News flash, dude: the market’s cooked for years to come. Despite prices dipping monthly in Vancouver (and soon Toronto), this correction has only just begun. Values are unsustainable based on incomes, economic growth, wage gains, employment levels or migration and offshore investment. There are a myriad of reasons for real estate to lose value, and virtually none why it should recover. The decline we’re starting to witness now will only accelerate after 2015 because of negative demographics, let alone normalizing interest rates and debt deleveraging.
This should be obvious. No asset class rises without end. Especially one whose value is linked to people being horny, greedy and indulgent. By fearing an immediate loss Franko walks into far more substantial future losses. He embodies a human flaw so widespread, it’s the greatest threat to middle class wealth.

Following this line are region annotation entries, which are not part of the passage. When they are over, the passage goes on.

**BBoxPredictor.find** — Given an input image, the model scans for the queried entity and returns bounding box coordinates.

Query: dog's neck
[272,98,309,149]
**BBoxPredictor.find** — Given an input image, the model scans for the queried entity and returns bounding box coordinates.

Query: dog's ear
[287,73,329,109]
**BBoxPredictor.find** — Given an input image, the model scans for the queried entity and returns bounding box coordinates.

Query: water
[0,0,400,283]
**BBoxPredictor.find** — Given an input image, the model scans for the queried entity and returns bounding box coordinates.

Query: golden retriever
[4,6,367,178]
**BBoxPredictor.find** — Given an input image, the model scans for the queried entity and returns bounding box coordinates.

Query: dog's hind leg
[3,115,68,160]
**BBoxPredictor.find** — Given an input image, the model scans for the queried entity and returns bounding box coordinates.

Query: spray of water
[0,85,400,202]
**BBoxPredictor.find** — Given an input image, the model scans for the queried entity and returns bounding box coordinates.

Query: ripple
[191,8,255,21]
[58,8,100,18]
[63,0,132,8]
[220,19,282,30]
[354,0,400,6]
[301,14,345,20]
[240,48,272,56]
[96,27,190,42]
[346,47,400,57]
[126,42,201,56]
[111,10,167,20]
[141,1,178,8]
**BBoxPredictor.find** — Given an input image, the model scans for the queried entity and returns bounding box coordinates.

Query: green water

But then, when people are misled daily, we should brace for the worst.
Below is a story from Sunday’s Vancouver Sun real estate section, trumpeting that a house sold “for more than $3 million.” It actually changed hands (after 67 days on the market) for $312,000 under asking and at a 2009 price. The responsible headline: “House sells for $600,000 less than assessment.”
When you finally see that, duck and roll.